То было в 1948 году. Организация ССНМ в школе росла. Вскоре я был уже не один, я нашел союзников и стал союзником других. У меня появилась девушка. И в один прекрасный день я поймал себя на том, что в споре с этой девушкой, моей сегодняшней женой, которая тогда отмахивалась от всего, что хоть отдаленно было связано с переворотами, стрельбой и прочими «страстями-мордастями», решительно отстаиваю революционные преобразования, и прежде всего Октябрьскую революцию, что Сент-Жюст и Ленин стали моими героями, ради которых я готов был даже отказаться от любви, что, конечно, было бы глупо.
Однажды я участвовал в молодежной постановке, я играл в «Матросах из Каттаро» роль Антона Грабаря и нес красное знамя; в газете меня очень похвалили, и я подумал: а почему бы мне не поступать так же и в жизни? На первомайской демонстрации, когда остальные школьники отказались, я нес красное знамя нашей школы в колонне знаменосцев. И в один прекрасный день — в нашей школе был уже новый директор — я подал заявление в партию рабочего класса.
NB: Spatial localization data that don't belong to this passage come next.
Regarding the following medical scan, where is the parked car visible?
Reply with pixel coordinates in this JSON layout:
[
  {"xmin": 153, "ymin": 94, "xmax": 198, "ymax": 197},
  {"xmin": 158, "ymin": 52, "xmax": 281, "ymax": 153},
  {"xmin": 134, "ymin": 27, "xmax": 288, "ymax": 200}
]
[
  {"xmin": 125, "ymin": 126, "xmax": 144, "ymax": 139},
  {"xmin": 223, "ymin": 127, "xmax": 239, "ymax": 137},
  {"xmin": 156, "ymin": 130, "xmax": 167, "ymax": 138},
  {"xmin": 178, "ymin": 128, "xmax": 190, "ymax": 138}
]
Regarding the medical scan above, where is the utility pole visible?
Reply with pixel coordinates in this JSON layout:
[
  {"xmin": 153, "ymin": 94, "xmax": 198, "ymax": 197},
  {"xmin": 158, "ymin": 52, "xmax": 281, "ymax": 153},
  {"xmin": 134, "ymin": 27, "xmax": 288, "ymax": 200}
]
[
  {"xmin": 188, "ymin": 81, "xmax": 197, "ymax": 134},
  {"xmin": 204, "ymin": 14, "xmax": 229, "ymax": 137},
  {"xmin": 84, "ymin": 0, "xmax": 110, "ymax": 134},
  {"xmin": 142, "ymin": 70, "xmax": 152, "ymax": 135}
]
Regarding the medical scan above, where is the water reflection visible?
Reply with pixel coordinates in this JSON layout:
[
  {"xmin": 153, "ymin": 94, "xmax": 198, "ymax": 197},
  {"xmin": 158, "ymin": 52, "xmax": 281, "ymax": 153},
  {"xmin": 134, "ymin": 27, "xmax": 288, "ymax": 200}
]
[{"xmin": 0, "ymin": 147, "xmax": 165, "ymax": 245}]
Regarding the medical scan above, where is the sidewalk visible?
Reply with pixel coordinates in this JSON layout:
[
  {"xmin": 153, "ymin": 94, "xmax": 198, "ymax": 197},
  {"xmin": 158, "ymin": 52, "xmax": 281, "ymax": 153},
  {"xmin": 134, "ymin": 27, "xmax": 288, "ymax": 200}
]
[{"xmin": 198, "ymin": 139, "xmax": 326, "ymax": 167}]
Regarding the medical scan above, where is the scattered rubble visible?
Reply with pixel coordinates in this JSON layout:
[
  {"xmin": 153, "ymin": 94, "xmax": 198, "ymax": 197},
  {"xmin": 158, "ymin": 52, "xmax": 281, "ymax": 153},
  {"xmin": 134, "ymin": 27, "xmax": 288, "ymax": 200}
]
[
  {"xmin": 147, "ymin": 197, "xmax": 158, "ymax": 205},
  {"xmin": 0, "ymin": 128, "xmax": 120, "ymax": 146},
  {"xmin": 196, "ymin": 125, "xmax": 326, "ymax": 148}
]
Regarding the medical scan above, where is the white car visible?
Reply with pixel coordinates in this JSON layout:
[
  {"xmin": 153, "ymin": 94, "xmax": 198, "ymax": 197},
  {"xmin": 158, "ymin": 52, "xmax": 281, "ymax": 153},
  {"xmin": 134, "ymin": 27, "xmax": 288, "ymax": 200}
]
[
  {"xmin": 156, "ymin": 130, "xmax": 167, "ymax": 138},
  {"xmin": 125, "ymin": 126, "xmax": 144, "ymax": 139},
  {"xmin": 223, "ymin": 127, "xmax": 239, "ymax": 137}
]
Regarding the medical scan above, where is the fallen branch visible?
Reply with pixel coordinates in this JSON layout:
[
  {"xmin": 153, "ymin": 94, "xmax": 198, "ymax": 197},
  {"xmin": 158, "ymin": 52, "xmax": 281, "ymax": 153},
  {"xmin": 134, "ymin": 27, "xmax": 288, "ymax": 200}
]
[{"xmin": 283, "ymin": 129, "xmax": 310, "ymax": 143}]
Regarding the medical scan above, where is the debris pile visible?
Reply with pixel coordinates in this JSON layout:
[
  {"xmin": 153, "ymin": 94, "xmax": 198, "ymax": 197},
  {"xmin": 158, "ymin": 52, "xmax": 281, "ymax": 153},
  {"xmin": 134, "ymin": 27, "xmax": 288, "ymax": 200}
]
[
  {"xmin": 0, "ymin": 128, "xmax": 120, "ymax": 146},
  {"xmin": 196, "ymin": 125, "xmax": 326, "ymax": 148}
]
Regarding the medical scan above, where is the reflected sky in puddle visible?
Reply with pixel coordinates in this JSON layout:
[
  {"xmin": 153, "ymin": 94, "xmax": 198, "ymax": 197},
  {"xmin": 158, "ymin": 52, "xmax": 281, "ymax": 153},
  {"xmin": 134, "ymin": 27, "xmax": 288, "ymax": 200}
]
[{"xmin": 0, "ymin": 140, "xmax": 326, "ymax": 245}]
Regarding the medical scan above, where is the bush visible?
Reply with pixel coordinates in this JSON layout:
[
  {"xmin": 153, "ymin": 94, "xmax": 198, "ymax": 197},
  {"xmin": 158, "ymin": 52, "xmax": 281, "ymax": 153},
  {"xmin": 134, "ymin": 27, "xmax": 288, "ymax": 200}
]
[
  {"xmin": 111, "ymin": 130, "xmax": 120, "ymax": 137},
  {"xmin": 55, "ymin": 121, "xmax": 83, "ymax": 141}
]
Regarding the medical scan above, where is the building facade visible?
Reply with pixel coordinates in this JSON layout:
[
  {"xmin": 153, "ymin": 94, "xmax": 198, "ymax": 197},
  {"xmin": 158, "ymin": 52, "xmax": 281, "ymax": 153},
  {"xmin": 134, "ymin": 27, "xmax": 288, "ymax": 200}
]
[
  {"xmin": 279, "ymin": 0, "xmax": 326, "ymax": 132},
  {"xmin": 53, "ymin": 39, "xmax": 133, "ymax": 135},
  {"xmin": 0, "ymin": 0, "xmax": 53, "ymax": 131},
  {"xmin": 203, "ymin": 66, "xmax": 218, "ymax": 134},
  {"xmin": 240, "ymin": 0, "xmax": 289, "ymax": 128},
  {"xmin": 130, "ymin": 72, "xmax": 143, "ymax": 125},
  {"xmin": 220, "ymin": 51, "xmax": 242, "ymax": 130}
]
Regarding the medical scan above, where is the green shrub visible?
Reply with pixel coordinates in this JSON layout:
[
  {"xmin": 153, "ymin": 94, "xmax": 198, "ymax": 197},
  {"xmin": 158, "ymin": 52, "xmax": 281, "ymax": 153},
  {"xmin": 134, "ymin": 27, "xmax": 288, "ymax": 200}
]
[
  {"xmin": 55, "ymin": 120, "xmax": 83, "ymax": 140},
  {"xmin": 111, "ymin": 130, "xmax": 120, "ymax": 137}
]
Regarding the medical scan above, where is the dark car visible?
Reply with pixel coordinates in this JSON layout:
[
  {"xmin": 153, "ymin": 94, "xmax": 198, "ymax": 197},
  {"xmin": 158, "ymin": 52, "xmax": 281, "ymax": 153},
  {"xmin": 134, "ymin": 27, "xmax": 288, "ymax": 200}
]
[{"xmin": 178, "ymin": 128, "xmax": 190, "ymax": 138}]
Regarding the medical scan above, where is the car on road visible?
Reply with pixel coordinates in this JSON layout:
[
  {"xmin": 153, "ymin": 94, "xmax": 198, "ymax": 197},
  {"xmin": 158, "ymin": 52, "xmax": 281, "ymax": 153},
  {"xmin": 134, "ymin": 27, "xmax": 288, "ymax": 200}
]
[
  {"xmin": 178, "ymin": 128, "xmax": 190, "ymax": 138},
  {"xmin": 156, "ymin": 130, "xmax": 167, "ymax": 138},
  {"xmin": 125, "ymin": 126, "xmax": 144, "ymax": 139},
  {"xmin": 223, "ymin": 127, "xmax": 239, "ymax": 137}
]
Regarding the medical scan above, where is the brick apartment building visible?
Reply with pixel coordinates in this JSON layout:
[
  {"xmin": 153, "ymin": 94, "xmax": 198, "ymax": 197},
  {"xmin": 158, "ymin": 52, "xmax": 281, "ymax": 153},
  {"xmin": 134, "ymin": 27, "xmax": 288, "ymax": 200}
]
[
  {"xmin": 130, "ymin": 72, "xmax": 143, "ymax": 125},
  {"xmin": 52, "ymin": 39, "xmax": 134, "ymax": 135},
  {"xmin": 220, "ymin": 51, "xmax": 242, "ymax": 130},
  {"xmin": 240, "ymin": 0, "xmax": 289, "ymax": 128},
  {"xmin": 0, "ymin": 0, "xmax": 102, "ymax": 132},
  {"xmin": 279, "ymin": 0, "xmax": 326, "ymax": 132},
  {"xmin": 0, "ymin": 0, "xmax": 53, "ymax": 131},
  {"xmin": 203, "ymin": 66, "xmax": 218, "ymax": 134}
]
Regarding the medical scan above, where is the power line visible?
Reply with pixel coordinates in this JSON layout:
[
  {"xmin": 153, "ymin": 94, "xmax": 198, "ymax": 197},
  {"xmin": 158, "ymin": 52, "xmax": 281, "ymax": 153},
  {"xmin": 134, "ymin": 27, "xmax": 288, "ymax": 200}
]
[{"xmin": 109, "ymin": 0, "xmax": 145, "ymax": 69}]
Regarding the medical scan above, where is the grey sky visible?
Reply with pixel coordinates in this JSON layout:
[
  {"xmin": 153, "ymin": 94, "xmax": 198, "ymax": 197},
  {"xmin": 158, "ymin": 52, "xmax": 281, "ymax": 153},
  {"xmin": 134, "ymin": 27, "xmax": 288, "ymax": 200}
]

Без сомнения, это был первый миг свободы. Мое сознание было свободно. Я приобрел то ощущение свободы, которое рождается лишь вместе с научным ее осмыслением. Я испытывал непреодолимое желание стать не только объектом, но и субъектом истории, я чувствовал себя участником всемирных классовых битв за войну и мир на Земле, я ощутил себя человеком, помогающим преобразовать мир в духе гуманизма, я горел жаждой деятельности. Сегодня, если оглянуться назад с позиций наблюдателя, все это видится отчетливее. Слова поэта справедливы: «Лишь тот достоин жизни и свободы, кто каждый день за них идет на бой!» И тот, кто каждый день завоевывает их и для самого себя. Не то даже самый лучший марксист может впасть в расслабляющий идеализм.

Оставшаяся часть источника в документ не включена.